Bolt patterns are the same, wiring is diffrent manual/auto, not positive about the year to year differences, but i'm fairly certain they are all the same, at least untill the S14


----------



## Trippen (Feb 21, 2006)

Hello All,
After 2 days of nothing but searching these forums and other forums. And Motors and Trannies I am missing something very basic. I have an 89 240sx with the KA24e motor and Auto Trani- Now I want a CA18det Motor since My KA24e has a burnt valve. I use this car as a daily driver in Heavy Austin Traffic in the evenings. Hence wanting the Auto Trani. I have the suspension already just arrived yesterday::thumbup: . RS-R race springs and KYB-AGX shocks and struts. 

Ok My questions-
1> What Motor Bolts Directly up to my mounts And Trani?
or
2> Does Anyone know where to get a CA18DET with an Auto Trani that is a good business?

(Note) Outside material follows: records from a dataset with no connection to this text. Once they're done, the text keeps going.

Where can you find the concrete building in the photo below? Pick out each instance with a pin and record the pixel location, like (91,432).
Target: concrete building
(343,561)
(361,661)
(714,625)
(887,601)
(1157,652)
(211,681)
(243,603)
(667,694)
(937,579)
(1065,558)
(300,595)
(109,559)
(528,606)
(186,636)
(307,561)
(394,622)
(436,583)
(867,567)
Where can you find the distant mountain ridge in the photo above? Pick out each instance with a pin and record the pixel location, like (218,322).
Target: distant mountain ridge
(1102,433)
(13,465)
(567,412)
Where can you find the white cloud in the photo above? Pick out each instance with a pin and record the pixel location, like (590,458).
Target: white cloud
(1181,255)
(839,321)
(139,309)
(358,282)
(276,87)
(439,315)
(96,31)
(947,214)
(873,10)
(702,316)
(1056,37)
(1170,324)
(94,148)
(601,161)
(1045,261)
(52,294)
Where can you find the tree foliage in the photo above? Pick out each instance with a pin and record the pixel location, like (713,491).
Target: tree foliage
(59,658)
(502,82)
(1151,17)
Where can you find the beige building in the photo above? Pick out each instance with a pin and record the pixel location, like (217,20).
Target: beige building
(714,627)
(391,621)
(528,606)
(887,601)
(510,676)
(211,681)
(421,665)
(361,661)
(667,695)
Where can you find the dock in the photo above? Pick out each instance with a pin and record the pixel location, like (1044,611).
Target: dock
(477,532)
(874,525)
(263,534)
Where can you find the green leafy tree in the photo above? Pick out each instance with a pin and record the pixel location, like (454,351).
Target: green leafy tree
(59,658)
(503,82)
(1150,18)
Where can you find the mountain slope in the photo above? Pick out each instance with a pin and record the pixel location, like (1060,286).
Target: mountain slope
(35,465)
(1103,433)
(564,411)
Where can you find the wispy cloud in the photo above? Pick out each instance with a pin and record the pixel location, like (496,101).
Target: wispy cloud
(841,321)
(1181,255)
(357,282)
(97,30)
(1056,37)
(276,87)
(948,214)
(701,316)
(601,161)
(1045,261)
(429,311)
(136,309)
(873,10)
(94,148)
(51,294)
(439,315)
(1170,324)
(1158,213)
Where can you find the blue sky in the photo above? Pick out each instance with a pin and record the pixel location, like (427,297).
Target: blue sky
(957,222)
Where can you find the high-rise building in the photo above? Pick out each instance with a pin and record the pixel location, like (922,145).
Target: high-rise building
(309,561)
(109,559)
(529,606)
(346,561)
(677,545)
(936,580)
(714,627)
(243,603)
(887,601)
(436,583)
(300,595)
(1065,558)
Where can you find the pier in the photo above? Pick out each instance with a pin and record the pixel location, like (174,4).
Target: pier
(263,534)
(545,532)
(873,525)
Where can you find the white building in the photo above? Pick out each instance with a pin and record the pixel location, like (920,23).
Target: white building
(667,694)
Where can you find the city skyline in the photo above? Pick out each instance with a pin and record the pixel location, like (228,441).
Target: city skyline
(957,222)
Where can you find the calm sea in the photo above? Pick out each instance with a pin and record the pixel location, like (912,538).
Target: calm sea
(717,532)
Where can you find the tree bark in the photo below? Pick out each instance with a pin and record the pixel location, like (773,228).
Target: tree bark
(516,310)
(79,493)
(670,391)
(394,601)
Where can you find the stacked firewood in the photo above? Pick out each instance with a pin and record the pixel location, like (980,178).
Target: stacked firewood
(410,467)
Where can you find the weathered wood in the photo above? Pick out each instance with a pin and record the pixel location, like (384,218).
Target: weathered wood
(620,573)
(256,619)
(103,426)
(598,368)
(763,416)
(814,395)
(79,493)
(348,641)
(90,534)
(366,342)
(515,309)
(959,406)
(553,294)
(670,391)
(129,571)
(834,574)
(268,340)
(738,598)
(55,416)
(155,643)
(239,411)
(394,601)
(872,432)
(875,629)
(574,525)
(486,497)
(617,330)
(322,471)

3>When I swap my KA24E motor to a CA18DET motor what parts of the exhaust needs to be changed at the Swap. Do I need a larger pipe and Cat etc etc etc?

Thanks in advance


----------



## zellx2004 (Sep 30, 2004)

Research the SR Swap. The CA is the same swap as the SR, with the exception of the wiring. I've never seen a write up about the wiring, but I'm pretty sure someone could shed some light on that for you.

I'm telling you now, most of the good CA's are gone. They're pretty old engines, and are hard to come by in a decent condition. I have a question for you? Why not just swap in the DOHC ka?


----------



## Trippen (Feb 21, 2006)

Thanks I think.....

Now are the Bolt patterns in the Mounts and the Trani the same for the 
KA24De Motor and The KA24e motor? A\

And is the SR20DET and the CA18DET the same patterns..


Basicly.....everyone talks about swapping but who knows what is really compatible with what? I Know in domestic cars there are many many different Trannie and Motor combos...It seems that every one just swaps to swap what is the real deal?? Does any one know the bolt patters and the compatible trannies? If I dont need to swap an engine and trannie then I wont. Then I can save myself a ton of time and one less thing not to worry about. I know my trannie is solid.


----------



## Trippen (Feb 21, 2006)

Ok I answered my own Question......KA24DE and KA24E motors have the same bolt pattern. Basically what I found out is that All KA motors and Tranis bolt to each other. Please someone correct me if they know any better. From what I have dug up some of the wiring my be different for the Tranis between motors. Does anyone Have a clue on this wiring difference? I am thinking neutral safety switch reverse switch...May be Speedometer?


----------